Il est difficile, pour qui s’intéresse à l’écologie politique, de passer à côté du terme « éocofascisme », qui a fait ces dernières années une percée dans les sphères militantes, académiques et médiatiques. Pourtant, il est souvent galvaudé, utilisé pour décrire des situations bien trop variées qu’il convient d’analyser plus finement.
En effet, si la xénophobie et l’autoritarisme forment une matrice idéologique largement partagée, l’extrême droite est loin d’être un courant uniforme. De même, l’écologie politique regroupe de nombreux mouvements aux idées diverses et parfois incompatibles.

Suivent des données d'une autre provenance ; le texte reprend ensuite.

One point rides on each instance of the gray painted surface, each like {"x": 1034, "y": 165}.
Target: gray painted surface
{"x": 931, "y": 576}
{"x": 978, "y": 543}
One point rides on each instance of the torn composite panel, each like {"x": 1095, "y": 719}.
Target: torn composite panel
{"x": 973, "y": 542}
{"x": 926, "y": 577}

Entre « carbonationalisme » et greenwashing
L’extrême droite classique n’est pas connue pour faire son beurre sur l’écologie. Pour autant, les questions environnementales sont systématiquement évoquées dans les programmes — sous un prisme particulier. Le Front national (FN) proposait en 2002 une quinzaine de pages pour « respecter l’ordre naturel » ; Marine Le Pen, vingt ans plus tard, proposait une « écologie française » qui « protège » et « transmet » ; Éric Zemmour, au même moment, souhaitait retrouver la « pureté des paysages ». Les choses se corsent, cependant, lorsqu’il est question de propositions concrètes, et les caps clairs deviennent girouettes. Si le FN proposait par exemple de développer l’éolien et le photovoltaïque, le Rassemblement national (RN) promouvait au contraire en 2022 un moratoire sur les mêmes filières (alors que les technologies ont vu leur efficacité démultipliée en quelques décennies et qu’il existe un consensus scientifique sur leur nécessité). Le FN dénonçait les conséquences de l’usage massif de pesticides, et le RN… aussi, tout en proposant, dans son livret programmatique sur l’agriculture, de ne surtout pas les interdire.

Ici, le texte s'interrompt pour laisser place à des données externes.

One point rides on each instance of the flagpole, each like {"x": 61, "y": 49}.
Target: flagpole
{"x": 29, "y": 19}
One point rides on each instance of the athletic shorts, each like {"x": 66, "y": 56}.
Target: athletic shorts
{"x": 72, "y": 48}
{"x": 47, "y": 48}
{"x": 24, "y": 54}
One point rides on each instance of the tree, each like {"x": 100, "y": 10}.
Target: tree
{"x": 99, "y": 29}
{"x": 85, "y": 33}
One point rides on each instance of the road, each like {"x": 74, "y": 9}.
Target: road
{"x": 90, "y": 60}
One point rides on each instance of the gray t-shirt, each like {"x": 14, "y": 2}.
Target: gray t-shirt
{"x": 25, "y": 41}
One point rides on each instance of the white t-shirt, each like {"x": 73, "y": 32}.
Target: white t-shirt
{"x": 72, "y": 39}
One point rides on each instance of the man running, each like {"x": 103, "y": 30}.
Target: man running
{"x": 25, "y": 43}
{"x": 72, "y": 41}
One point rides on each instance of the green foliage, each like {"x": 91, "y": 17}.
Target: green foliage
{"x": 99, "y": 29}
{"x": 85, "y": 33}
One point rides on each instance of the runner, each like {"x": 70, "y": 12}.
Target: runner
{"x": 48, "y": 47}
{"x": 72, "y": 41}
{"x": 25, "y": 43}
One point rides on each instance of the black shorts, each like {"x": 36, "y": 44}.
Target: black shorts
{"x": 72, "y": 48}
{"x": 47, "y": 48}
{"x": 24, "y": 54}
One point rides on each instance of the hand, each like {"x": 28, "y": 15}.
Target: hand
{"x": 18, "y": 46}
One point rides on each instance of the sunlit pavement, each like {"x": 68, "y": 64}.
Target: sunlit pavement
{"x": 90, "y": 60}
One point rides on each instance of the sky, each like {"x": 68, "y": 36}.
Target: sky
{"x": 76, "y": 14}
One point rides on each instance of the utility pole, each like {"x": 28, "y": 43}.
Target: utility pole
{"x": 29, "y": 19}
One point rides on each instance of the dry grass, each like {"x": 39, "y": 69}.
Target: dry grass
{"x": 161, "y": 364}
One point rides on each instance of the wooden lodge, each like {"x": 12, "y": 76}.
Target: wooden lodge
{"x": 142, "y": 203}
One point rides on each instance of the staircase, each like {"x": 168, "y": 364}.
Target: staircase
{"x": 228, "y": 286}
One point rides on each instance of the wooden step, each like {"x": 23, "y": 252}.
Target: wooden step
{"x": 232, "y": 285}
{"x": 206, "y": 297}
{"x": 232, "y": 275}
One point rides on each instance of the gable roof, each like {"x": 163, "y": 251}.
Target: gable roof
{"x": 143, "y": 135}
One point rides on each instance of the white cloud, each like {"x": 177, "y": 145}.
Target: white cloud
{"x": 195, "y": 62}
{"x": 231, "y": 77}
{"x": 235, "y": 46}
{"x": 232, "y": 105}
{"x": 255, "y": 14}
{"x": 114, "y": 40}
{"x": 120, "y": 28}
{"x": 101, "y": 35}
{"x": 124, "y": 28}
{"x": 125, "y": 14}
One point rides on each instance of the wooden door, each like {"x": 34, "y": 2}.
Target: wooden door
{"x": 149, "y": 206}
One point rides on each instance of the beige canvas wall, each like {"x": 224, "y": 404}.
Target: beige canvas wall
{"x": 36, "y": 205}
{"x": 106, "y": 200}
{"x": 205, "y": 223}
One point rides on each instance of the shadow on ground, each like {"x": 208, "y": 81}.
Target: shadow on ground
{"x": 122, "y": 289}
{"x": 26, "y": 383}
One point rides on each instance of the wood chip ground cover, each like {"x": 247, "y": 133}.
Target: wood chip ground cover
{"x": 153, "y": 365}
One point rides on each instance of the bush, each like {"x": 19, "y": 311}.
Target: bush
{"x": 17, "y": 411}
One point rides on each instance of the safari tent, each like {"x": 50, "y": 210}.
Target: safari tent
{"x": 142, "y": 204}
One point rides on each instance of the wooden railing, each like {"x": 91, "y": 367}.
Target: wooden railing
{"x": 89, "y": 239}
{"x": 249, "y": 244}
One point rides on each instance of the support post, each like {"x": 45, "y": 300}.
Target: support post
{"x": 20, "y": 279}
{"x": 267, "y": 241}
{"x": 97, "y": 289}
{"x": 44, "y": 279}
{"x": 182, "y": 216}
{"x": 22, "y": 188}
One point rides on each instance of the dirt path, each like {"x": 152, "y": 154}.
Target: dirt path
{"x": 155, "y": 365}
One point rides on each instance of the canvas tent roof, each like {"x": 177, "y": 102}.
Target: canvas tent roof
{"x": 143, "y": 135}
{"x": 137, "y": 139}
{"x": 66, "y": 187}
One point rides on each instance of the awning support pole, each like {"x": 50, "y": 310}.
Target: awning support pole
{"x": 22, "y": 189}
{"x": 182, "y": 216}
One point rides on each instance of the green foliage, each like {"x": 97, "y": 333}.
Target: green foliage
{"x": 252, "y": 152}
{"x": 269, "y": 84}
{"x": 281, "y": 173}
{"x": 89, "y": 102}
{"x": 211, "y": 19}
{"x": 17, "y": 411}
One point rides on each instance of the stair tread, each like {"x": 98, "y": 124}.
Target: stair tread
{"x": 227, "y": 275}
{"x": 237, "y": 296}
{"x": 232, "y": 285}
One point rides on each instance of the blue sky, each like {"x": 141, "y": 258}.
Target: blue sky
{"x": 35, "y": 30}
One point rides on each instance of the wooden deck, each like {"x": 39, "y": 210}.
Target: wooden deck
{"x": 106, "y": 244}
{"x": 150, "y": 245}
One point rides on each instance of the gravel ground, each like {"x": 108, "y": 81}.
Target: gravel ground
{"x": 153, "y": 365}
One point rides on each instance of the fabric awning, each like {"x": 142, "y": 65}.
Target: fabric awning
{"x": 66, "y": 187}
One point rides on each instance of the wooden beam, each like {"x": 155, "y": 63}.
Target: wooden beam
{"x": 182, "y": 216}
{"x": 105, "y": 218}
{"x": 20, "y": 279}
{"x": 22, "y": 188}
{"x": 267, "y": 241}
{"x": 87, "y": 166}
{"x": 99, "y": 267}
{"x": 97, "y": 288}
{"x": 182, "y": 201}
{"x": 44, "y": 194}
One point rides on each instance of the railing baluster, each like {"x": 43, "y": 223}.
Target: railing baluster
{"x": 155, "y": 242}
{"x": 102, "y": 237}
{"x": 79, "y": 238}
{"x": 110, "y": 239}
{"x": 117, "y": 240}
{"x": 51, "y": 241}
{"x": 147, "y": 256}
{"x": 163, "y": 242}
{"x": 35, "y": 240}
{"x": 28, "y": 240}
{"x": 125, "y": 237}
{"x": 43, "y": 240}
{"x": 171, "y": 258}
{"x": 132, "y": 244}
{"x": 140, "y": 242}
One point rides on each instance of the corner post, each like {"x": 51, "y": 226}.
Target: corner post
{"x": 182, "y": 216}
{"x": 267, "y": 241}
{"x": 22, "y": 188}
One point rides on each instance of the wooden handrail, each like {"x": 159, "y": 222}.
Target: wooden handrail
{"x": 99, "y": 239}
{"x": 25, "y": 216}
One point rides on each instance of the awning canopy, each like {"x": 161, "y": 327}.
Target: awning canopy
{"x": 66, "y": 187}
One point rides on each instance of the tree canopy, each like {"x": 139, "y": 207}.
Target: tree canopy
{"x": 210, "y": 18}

Le positionnement de l’extrême droite institutionnelle est en fait assez simple : elle est dans une forme de greenwashing nationaliste, aligne des propositions vagues pour ratisser large, en fonction de ce qu’elle perçoit des attentes de la société. Si une mesure permet de gagner du terrain dans les urnes, elle a sa place dans les discours.

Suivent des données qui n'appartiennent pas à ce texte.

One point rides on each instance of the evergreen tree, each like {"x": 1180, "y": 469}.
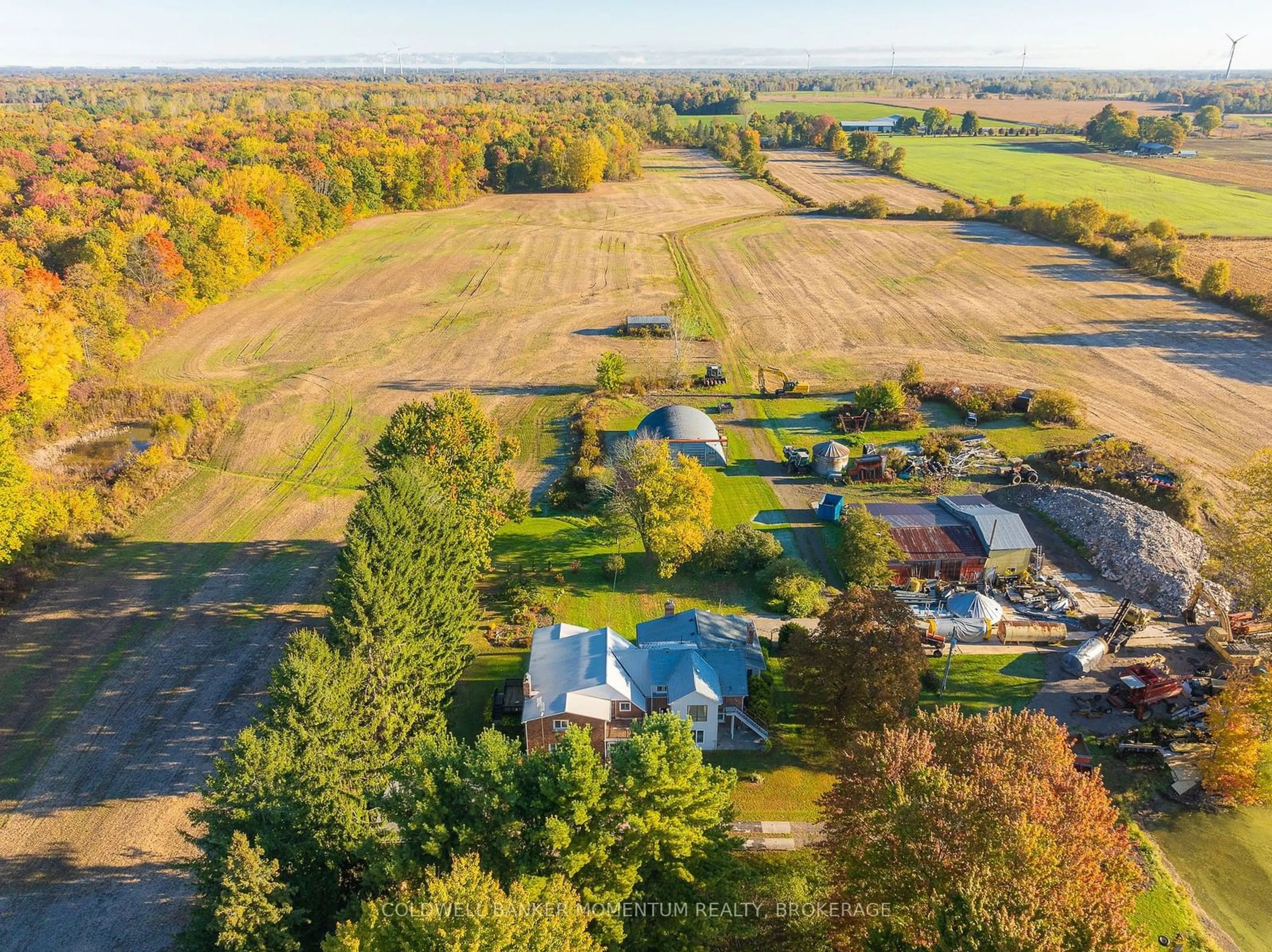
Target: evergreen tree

Au contraire des programmes pour le moins nébuleux, les actes dessinent une réalité bien plus nette. Au Parlement européen, les député·es du RN ont montré clairement n’avoir aucune intention de respecter les engagements de la COP21, reprenant à leur compte nombre de fake news climatosceptiques et votant systématiquement contre les propositions visant à atténuer le réchauffement planétaire et à se prémunir contre ses effets — y compris celles construites pour soutenir les classes moyennes et populaires, supposément cœur de cible du parti frontiste. En France comme dans le reste du monde, les forces institutionnelles d’extrême droite adoptent majoritairement une position carbo-nationaliste : pour défendre la « civilisation européenne » dont les énergies fossiles ont été et sont toujours le carburant, elles alignent leurs intérêts avec ceux des multinationales qui exploitent celles-ci.
L’écofascisme, pourtant, existe bel et bien. Il convient d’évacuer d’emblée son usage disqualifiant, anathème complémentaire de la fameuse « écologie punitive ». Celui-ci consiste à appliquer une étiquette dictatoriale à tout discours critique du capitalisme — souvent de la part de personnes qui n’hésitent pas, elles, à appeler de leurs vœux ou à mettre en place directement des mesures autoritaires pour défendre des intérêts privés. Reste alors son usage pour décrire deux dynamiques distinctes et complémentaires, décrites par le sociologue Antoine Dubiau dans Écofascismes (Grevis, 2022) : l’écologisation du fascisme d’un côté, et la fascisation de l’écologie de l’autre.
Écologisation du fascisme
Le fascisme n’appartient pas au passé, et le mot n’est pas un simple synonyme d’extrême droite. C’est une idéologie, avec un projet politique, qui a donné et donne encore naissance à des mouvements politiques qui cherchent à prendre le pouvoir pour imposer un régime. Le projet, l’idéal fasciste, c’est toujours une forme de « régénération » : une communauté, une nation, une race, qui serait menacée, rendant nécessaire la lutte contre ce qui la menacerait et empêcherait son homogénéité (fantasmée). Ce principe s’est matérialisé à plusieurs reprises au siècle dernier et continue de le faire en s’adaptant à l’époque. Le fascisme se nourrit des crises, déclinant la haine en de nombreuses nuances, et c’est assez logiquement que certains enjeux environnementaux y ont été intégrés.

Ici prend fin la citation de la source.